This post originally appeared July 16, 2015 on CreditCards.com as “Myth: too much available credit hurts home loan”
By Barry Paperno
Dear Speaking of Credit,
I have a lot of credit cards — about 10 when you count them all — and don’t carry any balances. I just like getting discounts and rewards. I would like to buy a house in the near future, and the mortgage broker I spoke to said he expects that to get the best rate, I should close several of the cards because that will increase my “mortgage credit score.” Having too much available credit counts against you, he said, because it means you could run up debt. Is there a separate mortgage credit score, and does it take points off for having a lot of available credit? In short, do I have too many credit cards? — Smitty
Good for you, paying off your cards each month and taking advantage of their discount and reward programs! One of the good things about already managing your credit so well is that you don’t really need to take any further advice — either from me or any mortgage brokers. But since you wrote, I’ll give you my two cents.
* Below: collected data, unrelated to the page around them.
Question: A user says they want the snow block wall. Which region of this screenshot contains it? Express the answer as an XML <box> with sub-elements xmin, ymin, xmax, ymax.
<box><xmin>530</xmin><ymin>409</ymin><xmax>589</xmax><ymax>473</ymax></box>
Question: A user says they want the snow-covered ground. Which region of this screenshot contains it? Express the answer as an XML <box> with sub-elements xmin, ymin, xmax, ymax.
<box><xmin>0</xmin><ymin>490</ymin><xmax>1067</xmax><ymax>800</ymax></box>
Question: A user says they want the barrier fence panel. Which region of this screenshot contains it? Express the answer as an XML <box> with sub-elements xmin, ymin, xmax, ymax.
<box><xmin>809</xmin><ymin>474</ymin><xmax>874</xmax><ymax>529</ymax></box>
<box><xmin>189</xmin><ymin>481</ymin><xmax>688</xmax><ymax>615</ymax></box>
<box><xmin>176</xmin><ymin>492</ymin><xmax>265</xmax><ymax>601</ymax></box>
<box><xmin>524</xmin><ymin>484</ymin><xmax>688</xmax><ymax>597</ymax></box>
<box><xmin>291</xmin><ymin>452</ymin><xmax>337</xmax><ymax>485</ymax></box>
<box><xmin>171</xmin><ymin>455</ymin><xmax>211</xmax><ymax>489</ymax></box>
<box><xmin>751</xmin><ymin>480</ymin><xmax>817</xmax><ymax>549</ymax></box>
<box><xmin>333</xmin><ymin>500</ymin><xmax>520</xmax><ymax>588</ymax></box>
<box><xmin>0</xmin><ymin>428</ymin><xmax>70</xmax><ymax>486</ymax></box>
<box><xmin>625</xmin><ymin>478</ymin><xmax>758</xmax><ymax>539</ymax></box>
Whether you realize it or not, by simply continuing to pay your balance off each month, you’re probably already achieving a credit score that will qualify for a mortgage at the best rates. I say that because 65 percent of your score consists of how you pay and how much you owe. And with the other 35 percent of your score looking at length of credit history, new account openings and mix of credit, just by keeping new account openings to a bare minimum and leaving every one of those 10 credit card accounts open, your score can remain a good one.
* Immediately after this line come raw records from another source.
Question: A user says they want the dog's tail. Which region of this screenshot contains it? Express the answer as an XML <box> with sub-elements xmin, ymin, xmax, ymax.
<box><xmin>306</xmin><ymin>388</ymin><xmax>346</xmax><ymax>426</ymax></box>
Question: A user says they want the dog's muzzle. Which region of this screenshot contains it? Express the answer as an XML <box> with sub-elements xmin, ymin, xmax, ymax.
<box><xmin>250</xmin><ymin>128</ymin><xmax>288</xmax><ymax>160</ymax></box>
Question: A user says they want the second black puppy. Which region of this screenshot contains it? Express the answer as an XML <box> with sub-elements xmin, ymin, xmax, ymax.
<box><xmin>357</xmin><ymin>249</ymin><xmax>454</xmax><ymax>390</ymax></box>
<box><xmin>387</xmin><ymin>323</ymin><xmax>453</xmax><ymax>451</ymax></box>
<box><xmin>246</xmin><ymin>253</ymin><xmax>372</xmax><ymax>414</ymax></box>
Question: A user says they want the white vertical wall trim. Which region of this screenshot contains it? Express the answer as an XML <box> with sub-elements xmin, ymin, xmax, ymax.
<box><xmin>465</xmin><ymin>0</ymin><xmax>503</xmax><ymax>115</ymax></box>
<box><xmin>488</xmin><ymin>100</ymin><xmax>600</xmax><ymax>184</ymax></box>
But wait, did I just recommend leaving those cards open, despite the mortgage broker’s advice to close several of them as a way to raise your credit score? Yes, and here’s why.
Prior to about 20 years ago when credit scoring began to revolutionize the way mortgages are made, the conventional wisdom among mortgage lenders and brokers held that if a borrower has access to too much available credit, for many, the temptation to take advantage of it could be too great to resist. It was felt that eventually these borrowers would be so deeply in debt that their monthly mortgage payments would fall behind and the lender would have to foreclose on their homes.
And the solution? Close cards to reduce their amount of available credit.
It wasn’t until the late 1980s when credit score developer Fair Isaac Corporation (FICO) began to study the credit files of millions of consumers. It was revealed that this and some other common assumptions about what makes a potential borrower more or less likely to get into financial trouble began to change according to how consumers actually behave financially.
After closely examining the data, not only did FICO find no evidence that “too much” available credit made an otherwise responsible borrower less creditworthy, they discovered that consumers like you with a history of utilizing only a small portion of their available credit and making all payments on time — regardless of how much credit was made available to them — turned out to be excellent credit risks and worthy of high scores.
The research also confirmed that long-held cards in good standing, which, when open, are more likely to remain on a credit report indefinitely, indicate greater financial stability and lower credit risk. As a result, keeping cards open, which simply requires some occasional activity, can help contribute to a long and healthy credit history.
Unfortunately, many mortgage lenders and brokers, like the one with whom you spoke, are either unaware of the facts or simply refuse to let go of the myth that, not only will too much available credit increase the likelihood of getting into debt over your head, but also that it will hurt your credit score and your ability to qualify for a mortgage.
Now, for some answers to your questions:
Q: Is there a separate mortgage credit score, and does it take points off for having a lot of available credit?
A: While FICO and other scoring companies have introduced various versions of “mortgage-specific” credit scores over the past few years, none have been widely adopted by mortgage lenders, Fannie Mae or Freddie Mac. The FICO “broad based” credit bureau risk scores used by most mortgage companies rely on the same scoring formulas used predominantly by banks and credit unions in credit card, auto financing, student loan and other kinds of consumer lending. Once again, the scores not only don’t penalize you for how much available credit you have, but higher amounts of available credit in proportion to card balances tend to produce higher scores through lower credit utilization (balance/limit ratio).
Q: In short, do I have too many credit cards?
A: The number of cards you hold can be a factor in your score, though to only a minor degree. But it’s not a number you can do much about once cards have been established, since the score doesn’t take into consideration whether the cards are open or closed — only that the cards appear on your credit report. So, closing a card won’t reduce your number of cards in the eyes of the score — closed cards and the positive payment activity associated with that card remains on your credit report for up to 10 years. For consumers wanting some idea of whether or not they might have too many cards, FICO occasionally publishes “high achiever” statistics that highlight common attributes of consumers with scores greater than 785. You may be interested to know that their latest findings show that the typical high achiever has seven credit card accounts (both open and closed) on average.
Summarizing all of the above information into some basic guidelines to follow, as you prepare for a home purchase:
- Leave those 10 cards open and keep them active.
- Continue paying your balances in full each month.
- Avoid applying for new credit.
And lastly, as you’ve now learned, don’t believe everything you hear!